Dempster (1958, 1960) proposed a non-exact test for the two-sample significance test when the dimension of data is larger than the degrees of freedom. He raised the question of what statisticians should do if traditional multivariate statistical theory does not apply when the dimension of data is too large. Later, Bai and Saranadasa (1996) found that even when traditional approaches can be applied, they are much less powerful than the non-exact test when the dimension of data is large. This raised another question of how classical multivariate statistical procedures could be adapted and improved when the data dimension is large. These problems have attracted considerable attention since the middle of the first decade of this century. Efforts towards solving these problems have been made along two directions: the first is to propose special statistical procedures to solve ad hoc large-dimensional statistical problems where traditional multivariate statistical procedures are inapplicable or perform poorly, for some specific large-dimensional hypotheses. The family of various non-exact tests follows this approach. The second direction, following the work of Bai et al. (2009a), is to make systematic corrections to the classical multivariate statistical procedures so that the effect of large dimension is overcome. This goal is achieved by employing new and powerful asymptotic tools borrowed from the theory of random matrices, such as the central limit theorems in Bai and Silverstein (2004) and Zheng (2012).
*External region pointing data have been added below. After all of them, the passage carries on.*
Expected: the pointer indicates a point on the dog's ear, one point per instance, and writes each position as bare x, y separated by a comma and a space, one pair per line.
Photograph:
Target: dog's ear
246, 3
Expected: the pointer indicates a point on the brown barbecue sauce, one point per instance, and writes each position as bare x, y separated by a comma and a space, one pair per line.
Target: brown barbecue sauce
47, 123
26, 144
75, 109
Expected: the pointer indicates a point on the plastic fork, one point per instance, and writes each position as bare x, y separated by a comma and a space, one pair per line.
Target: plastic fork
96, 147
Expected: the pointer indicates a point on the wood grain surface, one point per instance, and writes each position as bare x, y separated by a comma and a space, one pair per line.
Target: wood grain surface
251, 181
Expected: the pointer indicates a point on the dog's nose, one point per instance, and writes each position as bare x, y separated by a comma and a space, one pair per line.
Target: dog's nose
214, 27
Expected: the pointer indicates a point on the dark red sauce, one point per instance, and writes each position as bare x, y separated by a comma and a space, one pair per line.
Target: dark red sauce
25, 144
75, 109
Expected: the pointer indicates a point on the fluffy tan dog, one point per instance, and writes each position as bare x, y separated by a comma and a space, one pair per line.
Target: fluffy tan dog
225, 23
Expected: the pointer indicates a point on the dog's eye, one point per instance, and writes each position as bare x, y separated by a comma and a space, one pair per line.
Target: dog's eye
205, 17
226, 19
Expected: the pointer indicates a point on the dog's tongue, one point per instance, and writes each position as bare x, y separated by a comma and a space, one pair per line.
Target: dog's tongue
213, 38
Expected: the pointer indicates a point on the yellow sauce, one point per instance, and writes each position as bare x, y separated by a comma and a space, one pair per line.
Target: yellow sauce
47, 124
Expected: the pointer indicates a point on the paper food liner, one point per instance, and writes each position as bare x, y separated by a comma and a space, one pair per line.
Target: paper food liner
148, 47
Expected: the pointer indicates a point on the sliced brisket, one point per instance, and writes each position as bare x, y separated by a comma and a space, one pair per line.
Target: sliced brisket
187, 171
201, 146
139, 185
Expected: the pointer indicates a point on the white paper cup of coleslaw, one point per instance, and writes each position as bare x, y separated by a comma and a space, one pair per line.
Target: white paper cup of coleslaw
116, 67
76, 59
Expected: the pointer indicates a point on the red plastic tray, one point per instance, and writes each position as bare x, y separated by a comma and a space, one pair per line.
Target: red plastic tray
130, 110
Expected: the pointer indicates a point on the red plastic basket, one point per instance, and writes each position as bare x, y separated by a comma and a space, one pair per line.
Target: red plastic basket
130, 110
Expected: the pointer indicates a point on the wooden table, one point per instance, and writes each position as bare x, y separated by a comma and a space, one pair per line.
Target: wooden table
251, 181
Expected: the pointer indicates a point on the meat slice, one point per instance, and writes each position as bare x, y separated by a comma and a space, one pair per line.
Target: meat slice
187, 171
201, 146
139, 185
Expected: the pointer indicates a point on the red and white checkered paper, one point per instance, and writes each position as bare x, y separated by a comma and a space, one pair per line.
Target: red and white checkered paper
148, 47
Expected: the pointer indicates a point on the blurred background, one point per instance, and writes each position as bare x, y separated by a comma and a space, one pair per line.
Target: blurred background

Recently, research along these two directions has become very active in response to an increasingly important need for analysis of massive and large-dimensional data. Indeed, such “big data” are nowadays routinely collected owing to rapid advances in computer-based or web-based commerce and data-collection technology.
To accommodate such need, this monograph collects existing results along the aforementioned second direction of large-dimensional data analysis. In Chapters 2 and 3, the core of fundamental results from random matrix theory about sample covariance matrices and random Fisher matrices is presented in detail. Chapters 4–12 collect large-dimensional statistical problems in which the classical large sample methods fail and the new asymptotic methods, based on the fundamental results of the preceding chapters, provide a valuable remedy.